Date: Mon, 20 Jan 2003 18:53:24
Thanks to everyone who has so carefully and thoughtfully laid out the issues to be weighed here. I won’t waste time repeating things already so well said, but would like to throw in my two cents. I should say first that I am not at all inclined to advocate silencing a particular politics. On the contrary, I am committed to the view that all voices, however controversial, must be given a space and, equally, must be engaged by those of us who might have a response (critical or otherwise) to offer. I would not, therefore, advocate withdrawing YCISS support of the Pipes lecture on the basis of what he has to say.

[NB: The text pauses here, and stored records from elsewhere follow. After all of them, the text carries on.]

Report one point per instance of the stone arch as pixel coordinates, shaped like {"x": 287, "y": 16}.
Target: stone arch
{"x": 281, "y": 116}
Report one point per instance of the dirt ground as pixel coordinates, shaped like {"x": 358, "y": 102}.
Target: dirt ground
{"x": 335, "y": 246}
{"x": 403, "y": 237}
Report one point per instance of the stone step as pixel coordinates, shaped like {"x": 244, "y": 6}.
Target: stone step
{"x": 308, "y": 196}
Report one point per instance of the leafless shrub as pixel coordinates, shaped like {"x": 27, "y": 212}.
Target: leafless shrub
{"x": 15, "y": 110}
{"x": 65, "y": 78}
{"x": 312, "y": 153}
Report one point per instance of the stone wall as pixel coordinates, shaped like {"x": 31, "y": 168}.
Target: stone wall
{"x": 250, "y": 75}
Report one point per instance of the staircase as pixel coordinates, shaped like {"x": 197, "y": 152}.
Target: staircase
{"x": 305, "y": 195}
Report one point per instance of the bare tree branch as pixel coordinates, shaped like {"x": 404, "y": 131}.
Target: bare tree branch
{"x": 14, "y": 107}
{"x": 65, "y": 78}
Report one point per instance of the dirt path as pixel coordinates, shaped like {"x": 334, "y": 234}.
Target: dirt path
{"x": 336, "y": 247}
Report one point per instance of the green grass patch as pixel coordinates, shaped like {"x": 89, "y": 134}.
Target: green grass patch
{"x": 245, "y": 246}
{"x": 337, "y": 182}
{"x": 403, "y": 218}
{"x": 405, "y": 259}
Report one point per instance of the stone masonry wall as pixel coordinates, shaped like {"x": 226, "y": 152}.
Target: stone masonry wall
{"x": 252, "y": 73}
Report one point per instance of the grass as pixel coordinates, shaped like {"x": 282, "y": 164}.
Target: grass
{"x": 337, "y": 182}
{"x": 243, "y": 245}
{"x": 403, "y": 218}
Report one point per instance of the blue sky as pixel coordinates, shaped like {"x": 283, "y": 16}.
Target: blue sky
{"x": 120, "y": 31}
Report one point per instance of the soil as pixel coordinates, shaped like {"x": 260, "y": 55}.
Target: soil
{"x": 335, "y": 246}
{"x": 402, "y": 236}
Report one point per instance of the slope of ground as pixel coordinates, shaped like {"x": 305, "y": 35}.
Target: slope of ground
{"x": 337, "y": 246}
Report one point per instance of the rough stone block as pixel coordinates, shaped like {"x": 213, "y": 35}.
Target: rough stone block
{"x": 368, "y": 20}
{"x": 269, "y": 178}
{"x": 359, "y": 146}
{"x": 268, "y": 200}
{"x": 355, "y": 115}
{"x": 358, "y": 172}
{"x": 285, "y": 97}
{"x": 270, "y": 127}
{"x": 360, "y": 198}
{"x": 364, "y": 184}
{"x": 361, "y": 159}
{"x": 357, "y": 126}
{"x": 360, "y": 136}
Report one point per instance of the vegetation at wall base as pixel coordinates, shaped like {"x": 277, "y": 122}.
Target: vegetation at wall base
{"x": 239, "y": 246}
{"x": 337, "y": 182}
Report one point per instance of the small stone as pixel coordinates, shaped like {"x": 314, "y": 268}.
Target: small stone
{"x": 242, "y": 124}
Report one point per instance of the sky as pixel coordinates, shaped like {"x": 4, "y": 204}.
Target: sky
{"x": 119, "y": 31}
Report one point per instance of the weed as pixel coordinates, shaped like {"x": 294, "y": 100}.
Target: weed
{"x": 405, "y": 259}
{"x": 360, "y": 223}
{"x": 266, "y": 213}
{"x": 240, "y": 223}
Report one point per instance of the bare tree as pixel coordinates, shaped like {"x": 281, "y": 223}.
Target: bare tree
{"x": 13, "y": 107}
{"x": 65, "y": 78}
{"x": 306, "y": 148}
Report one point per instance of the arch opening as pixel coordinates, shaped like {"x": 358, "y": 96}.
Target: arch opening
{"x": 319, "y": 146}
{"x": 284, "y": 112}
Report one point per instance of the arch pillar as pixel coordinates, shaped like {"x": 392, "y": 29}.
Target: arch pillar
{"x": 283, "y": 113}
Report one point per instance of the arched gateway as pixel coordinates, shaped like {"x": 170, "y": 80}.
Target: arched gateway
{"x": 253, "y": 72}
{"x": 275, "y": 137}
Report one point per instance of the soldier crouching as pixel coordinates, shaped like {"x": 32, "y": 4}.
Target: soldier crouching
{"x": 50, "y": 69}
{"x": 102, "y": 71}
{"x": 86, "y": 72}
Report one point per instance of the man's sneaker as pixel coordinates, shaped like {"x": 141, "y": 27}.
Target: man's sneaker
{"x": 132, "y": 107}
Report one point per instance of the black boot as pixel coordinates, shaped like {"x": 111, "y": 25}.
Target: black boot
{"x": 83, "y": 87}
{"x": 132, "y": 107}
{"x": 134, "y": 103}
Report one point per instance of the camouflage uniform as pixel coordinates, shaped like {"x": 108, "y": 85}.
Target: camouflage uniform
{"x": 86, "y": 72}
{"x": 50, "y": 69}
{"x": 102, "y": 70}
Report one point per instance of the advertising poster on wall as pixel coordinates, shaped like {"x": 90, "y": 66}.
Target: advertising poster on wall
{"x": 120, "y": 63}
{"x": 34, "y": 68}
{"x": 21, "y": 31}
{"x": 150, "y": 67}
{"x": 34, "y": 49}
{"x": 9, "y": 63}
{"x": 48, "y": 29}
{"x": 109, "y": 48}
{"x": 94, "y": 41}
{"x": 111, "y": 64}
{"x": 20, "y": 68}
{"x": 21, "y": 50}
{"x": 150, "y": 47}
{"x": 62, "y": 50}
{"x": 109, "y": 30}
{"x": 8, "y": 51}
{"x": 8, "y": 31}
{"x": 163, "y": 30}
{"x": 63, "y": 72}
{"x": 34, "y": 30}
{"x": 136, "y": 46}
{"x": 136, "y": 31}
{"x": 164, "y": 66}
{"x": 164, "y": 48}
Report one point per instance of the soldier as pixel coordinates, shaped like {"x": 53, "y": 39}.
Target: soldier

That said, I think that the issue at stake here is the safeguarding of a collegium that will admit of all voices no matter how unpopular they might be. This is possible only when people can feel safe in raising ideas and perspectives; when they needn’t worry about undue consequences of speaking up. In my opinion Campus Watch is a real danger in this regard. Though I would agree with XXX that there is nothing on the Campus Watch website that is properly McCarthyite, I nevertheless feel XXX’s uneasiness about the way particular people are being singled out for their views in this forum—and I read reports that at least some of them have suffered consequences as a result. Were I to fear that I might be subject to some of the same, I dare say I might be a little more reluctant to present certain perspectives in my lectures, notwithstanding that I try always to offer as full a range as possible. In spite of any disclaimer to the contrary, the effects of Campus Watch’s activities seem clear—and, giving the benefit of the doubt, if they weren’t anticipated they should certainly be well understood by now. In my opinion (and, of course, I’m rather better insulated from any potential fallout than most of you) YCISS support for the Pipes lecture ought to be withdrawn—not because of what he might
have to say but because, contrary to the spirit of the collegium, he is involved in practices
which seem in effect even if not in design (again, giving the benefit of the doubt) to threaten the free exchange and contestation of ideas by making it difficult for certain voices to be raised. To give the stamp of legitimacy to this by now making space for Daniel Pipes’ voice also seems to me to be contrary to the spirit and the interests of the collegium. I am given pause to imagine how any one of us might deal with a student who willfully engaged in conduct that had the effect of silencing others of our students through intimidation—I certainly would not feel as though I was in violation of my commitment to free speech as I expelled the offending student from my class.
Meetings
YCISS held two meetings of its members on Monday, 20 January and Wednesday, 22 January to further discuss the co-sponsorship of the Daniel Pipes’ seminar scheduled for 28 January 2003. A consensus was reached at the last meeting and the following note was widely circulated:
Date: Wed, 22 Jan 2003 13:54:48
The York Centre for International and Security Studies has withdrawn its co-sponsorship of the upcoming lecture by Daniel Pipes. At the time the decision to co-sponsor the event was made, the Centre was unaware of Mr. Pipes’ links to Campus Watch. The Centre will continue to sponsor presentations by academics, experts, and policy-makers in
all fields relevant to the Centre’s mandate who are willing to support and engage in scholarly openness and debate. For those interested in the range and intensity of the extensive internal debate at YCISS on this issue, material will be available on the Centre’s website as of this Monday, January 27th.